$\newcommand{\Z}{\mathbb{Z}}$ I'm interested in a classification of indecomposable modules over the $\Z/p^2\Z$-group-ring $R$ of the cyclic group $C_p$ of order $p$: $$ R = \Z/p^2\Z[C_p] = \Z/p^2\Z[T]/(T^p - 1) $$
(I actually want to replace $p^2$ with $p^n$, but I figured this would be a good place to start.)

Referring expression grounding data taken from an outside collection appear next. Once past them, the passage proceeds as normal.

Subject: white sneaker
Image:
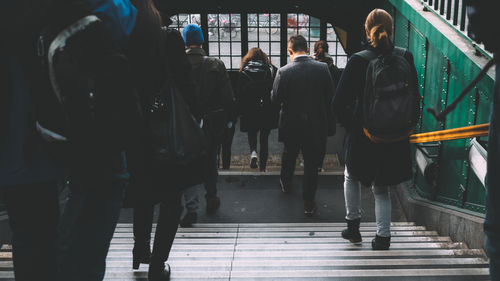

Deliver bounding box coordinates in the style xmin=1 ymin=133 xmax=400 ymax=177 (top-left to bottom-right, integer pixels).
xmin=250 ymin=151 xmax=258 ymax=169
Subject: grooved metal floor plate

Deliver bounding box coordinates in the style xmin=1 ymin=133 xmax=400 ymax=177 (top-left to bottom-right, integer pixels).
xmin=0 ymin=222 xmax=490 ymax=280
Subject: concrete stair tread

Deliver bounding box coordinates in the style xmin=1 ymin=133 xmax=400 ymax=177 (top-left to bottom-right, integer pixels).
xmin=0 ymin=222 xmax=489 ymax=280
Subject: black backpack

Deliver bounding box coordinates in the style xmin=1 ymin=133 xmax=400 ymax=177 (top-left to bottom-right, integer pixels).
xmin=357 ymin=47 xmax=420 ymax=142
xmin=240 ymin=65 xmax=275 ymax=111
xmin=37 ymin=15 xmax=102 ymax=141
xmin=37 ymin=14 xmax=140 ymax=147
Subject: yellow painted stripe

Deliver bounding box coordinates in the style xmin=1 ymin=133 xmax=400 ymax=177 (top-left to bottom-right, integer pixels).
xmin=410 ymin=123 xmax=489 ymax=143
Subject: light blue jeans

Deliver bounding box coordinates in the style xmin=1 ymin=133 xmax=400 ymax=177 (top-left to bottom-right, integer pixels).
xmin=344 ymin=168 xmax=392 ymax=237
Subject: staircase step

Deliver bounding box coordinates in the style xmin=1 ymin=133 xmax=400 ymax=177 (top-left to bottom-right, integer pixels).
xmin=115 ymin=222 xmax=417 ymax=228
xmin=107 ymin=242 xmax=466 ymax=251
xmin=112 ymin=230 xmax=439 ymax=239
xmin=0 ymin=222 xmax=490 ymax=280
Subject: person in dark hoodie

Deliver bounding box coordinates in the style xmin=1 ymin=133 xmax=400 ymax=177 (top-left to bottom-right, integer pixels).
xmin=125 ymin=1 xmax=203 ymax=279
xmin=182 ymin=24 xmax=236 ymax=215
xmin=238 ymin=47 xmax=279 ymax=171
xmin=46 ymin=1 xmax=139 ymax=280
xmin=1 ymin=0 xmax=137 ymax=280
xmin=465 ymin=0 xmax=500 ymax=279
xmin=0 ymin=21 xmax=61 ymax=281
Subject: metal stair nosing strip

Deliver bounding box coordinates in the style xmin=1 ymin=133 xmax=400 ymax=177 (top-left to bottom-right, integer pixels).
xmin=0 ymin=222 xmax=490 ymax=280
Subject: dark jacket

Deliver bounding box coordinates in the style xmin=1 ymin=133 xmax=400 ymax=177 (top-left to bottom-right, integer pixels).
xmin=316 ymin=54 xmax=342 ymax=87
xmin=1 ymin=1 xmax=138 ymax=186
xmin=0 ymin=55 xmax=60 ymax=188
xmin=315 ymin=54 xmax=341 ymax=136
xmin=186 ymin=47 xmax=236 ymax=120
xmin=125 ymin=28 xmax=203 ymax=206
xmin=238 ymin=60 xmax=279 ymax=132
xmin=44 ymin=3 xmax=140 ymax=184
xmin=332 ymin=46 xmax=419 ymax=186
xmin=272 ymin=56 xmax=335 ymax=143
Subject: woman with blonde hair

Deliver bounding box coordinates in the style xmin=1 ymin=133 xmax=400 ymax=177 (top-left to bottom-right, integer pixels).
xmin=238 ymin=47 xmax=278 ymax=171
xmin=332 ymin=8 xmax=420 ymax=250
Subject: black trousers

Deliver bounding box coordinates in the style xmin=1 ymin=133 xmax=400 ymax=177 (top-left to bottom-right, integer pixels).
xmin=248 ymin=128 xmax=271 ymax=169
xmin=318 ymin=136 xmax=327 ymax=169
xmin=1 ymin=181 xmax=59 ymax=281
xmin=217 ymin=125 xmax=235 ymax=169
xmin=133 ymin=188 xmax=182 ymax=267
xmin=57 ymin=182 xmax=125 ymax=281
xmin=280 ymin=138 xmax=321 ymax=202
xmin=204 ymin=139 xmax=218 ymax=199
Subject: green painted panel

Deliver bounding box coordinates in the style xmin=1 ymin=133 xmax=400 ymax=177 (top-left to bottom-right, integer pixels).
xmin=462 ymin=80 xmax=492 ymax=211
xmin=421 ymin=42 xmax=448 ymax=133
xmin=476 ymin=79 xmax=495 ymax=125
xmin=437 ymin=58 xmax=474 ymax=207
xmin=465 ymin=165 xmax=486 ymax=213
xmin=413 ymin=42 xmax=450 ymax=201
xmin=415 ymin=173 xmax=435 ymax=199
xmin=408 ymin=24 xmax=426 ymax=95
xmin=408 ymin=23 xmax=427 ymax=132
xmin=388 ymin=0 xmax=494 ymax=81
xmin=385 ymin=0 xmax=495 ymax=214
xmin=394 ymin=9 xmax=409 ymax=49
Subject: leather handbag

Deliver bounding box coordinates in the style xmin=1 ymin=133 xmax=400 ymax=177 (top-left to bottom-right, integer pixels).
xmin=149 ymin=73 xmax=207 ymax=167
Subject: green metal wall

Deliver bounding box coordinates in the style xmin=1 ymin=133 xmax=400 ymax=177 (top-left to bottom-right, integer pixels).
xmin=386 ymin=0 xmax=495 ymax=214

I was hoping it would be the case that all indecomposables over $R$ were cyclic $R$-modules, which is true when we replace $\Z/p^2\Z$ with the field $\Z/p\Z$, but I don't think this is the case. Consider the $R$-module $M$ with underlying abelian group $\Z/p\Z \times \Z/p^2\Z$ where $T$ acts by the matrix \begin{equation*}\begin{pmatrix} 1 & 0 \\ p & 1+p \end{pmatrix}.\end{equation*}
By direct computation, one can verify that the cyclic submodule generated by every* nonzero element has order $p^2$. (*The element $(0,p)$ generates a submodule of order $p$, but $p\Z/p^2\Z$ is not a direct summand of $M$ even as an abelian group.) In particular, no single element generates $M$ (so it is not cyclic), but no two elements can be used to break $M$ up into a direct sum, since any direct sum must involve a submodule of order $p$.
I spoke with someone who gave me the following argument for the cyclicity of indecomposables (which I now think is false, but I don't know in which of the first two steps problem is as I'm not comfortable thinking about projective covers over this ring):
- $M$ has a projective cover as an $R$-module.
- The projective cover of an indecomposable module is indecomposable.
- $R$ is local so projectives are free.
- Free + indecomposable implies rank 1.
- Thus every indecomposable is a quotient of $R$.
Does anyone know how I might modify this argument to something correct (but necessarily weaker)? Or maybe someone can point me toward the classification I'm looking for or a reference that will help me find it?